German Startup POLARIS Achieves Milestone with MIRA II Spaceplane's Aerospike Engine Test
In a significant step forward for reusable spaceflight technology, German startup POLARIS Raumflugzeuge has achieved a notable milestone with its MIRA II spaceplane. POLARIS conducted the first roll test of the spaceplane’s custom-designed AS-1F linear aerospike engine, marking a successful demonstration of this advanced propulsion system on October 29 at Peenemünde Airport. This achievement highlights the promise of the MIRA II, which leverages the aerospike engine’s efficiency to offer potential versatility in future spaceplane missions.
The AS-1F linear aerospike engine is a 1 kN rocket powered by a combination of liquid oxygen (LOX) and kerosene. In the recent test, the engine burned for three seconds, giving POLARIS crucial data on the aerospike’s performance and stability during roll maneuvers. Aerospike engines are distinctive in design, as they replace the conventional bell nozzle with a wedge-shaped, linear or toroidal “spike.” This design maintains a more efficient exhaust flow across various altitudes, unlike traditional engines that often experience performance drops at higher altitudes. This feature positions aerospike engines as a compelling option for spaceplanes that must perform efficiently both within and beyond the Earth’s atmosphere.
In the days leading up to the aerospike test, MIRA II also completed three turbine-powered test flights from October 25 to October 27. These preliminary flights validated the vehicle's turbine-based propulsion capabilities and demonstrated its agility and stability as a spaceplane. Following these flights, POLARIS quickly transitioned to rocket testing, integrating the aerospike engine and performing the roll test within 36 hours of the turbine flight series. This rapid turnaround demonstrates POLARIS’s operational agility, a quality that may become essential for space missions requiring quick reconfiguration.
The roll test marks the final ground-based trial for MIRA II before in-flight ignition tests, which will bring the aerospike engine into real-world flight scenarios. For POLARIS, this milestone signals readiness for more ambitious, high-altitude flight tests aimed at demonstrating the aerospike’s efficiency advantages over traditional rocket engines. Aerospike engines, while complex, present a major efficiency advantage because they naturally adjust to atmospheric pressure changes, eliminating the need for additional equipment to optimize thrust.

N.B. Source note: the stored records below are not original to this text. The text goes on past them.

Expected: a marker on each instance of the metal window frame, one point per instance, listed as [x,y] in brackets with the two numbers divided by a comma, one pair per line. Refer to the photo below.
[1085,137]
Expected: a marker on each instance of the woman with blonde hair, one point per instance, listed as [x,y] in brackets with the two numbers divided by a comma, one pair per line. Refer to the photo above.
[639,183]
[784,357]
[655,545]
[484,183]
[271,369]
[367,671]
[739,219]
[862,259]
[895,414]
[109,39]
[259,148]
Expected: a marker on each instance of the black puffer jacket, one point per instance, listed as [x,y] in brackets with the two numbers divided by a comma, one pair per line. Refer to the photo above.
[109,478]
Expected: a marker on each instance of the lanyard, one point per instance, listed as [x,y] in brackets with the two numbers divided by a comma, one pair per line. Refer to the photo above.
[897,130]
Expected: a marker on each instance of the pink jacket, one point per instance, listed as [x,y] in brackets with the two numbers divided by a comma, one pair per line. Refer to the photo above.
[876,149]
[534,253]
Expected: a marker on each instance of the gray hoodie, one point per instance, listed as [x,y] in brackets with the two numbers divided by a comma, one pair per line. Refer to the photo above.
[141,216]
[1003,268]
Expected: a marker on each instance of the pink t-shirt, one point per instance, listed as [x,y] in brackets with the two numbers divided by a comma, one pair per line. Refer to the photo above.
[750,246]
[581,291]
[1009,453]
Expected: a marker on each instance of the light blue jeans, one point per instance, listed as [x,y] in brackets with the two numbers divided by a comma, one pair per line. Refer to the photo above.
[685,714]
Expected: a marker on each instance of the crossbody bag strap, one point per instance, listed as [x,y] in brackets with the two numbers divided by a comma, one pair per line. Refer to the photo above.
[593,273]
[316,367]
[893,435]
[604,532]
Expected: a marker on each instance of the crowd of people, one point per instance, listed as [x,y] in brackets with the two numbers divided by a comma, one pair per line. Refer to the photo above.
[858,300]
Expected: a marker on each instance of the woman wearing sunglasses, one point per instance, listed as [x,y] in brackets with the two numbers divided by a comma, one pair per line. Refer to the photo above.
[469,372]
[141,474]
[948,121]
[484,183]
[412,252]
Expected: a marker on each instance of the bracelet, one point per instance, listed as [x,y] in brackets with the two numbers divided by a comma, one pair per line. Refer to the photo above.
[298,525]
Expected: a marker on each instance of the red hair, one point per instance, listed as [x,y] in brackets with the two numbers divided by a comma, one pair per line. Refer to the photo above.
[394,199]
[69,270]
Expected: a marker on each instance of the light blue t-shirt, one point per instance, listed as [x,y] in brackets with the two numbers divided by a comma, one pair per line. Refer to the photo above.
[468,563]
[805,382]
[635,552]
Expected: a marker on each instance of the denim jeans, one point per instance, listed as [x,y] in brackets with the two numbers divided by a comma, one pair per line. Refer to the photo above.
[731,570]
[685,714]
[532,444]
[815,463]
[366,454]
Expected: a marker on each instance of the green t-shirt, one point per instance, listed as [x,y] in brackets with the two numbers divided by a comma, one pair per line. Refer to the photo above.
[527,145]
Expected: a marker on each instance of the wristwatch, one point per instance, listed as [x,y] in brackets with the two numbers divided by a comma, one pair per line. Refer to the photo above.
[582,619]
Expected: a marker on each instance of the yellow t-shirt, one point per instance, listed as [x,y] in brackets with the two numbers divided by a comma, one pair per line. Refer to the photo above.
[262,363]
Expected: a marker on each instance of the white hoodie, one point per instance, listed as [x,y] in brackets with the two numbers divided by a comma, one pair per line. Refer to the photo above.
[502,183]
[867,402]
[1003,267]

Looking forward, POLARIS’s goal is to validate the operational capability of the MIRA II with the aerospike engine fully engaged. If successful, the technology could help establish POLARIS as a leader in the field of high-performance spaceplanes designed for quick, efficient atmospheric and near-space operations. By bridging the gap between traditional turbine propulsion and rocket-based propulsion, MIRA II’s flexible design and rapid adaptability represent a potential step toward the broader adoption of reusable spaceplanes, possibly setting new standards for high-efficiency, multi-mission spaceflight.
As the spaceplane industry evolves, MIRA II’s development underscores a trend toward reusable, versatile spacecraft that can reduce launch costs and enhance mission capabilities. For POLARIS, the next steps will likely include testing the engine at varied altitudes and speeds, assessing the MIRA II’s performance across scenarios that mimic real-world spaceflight demands.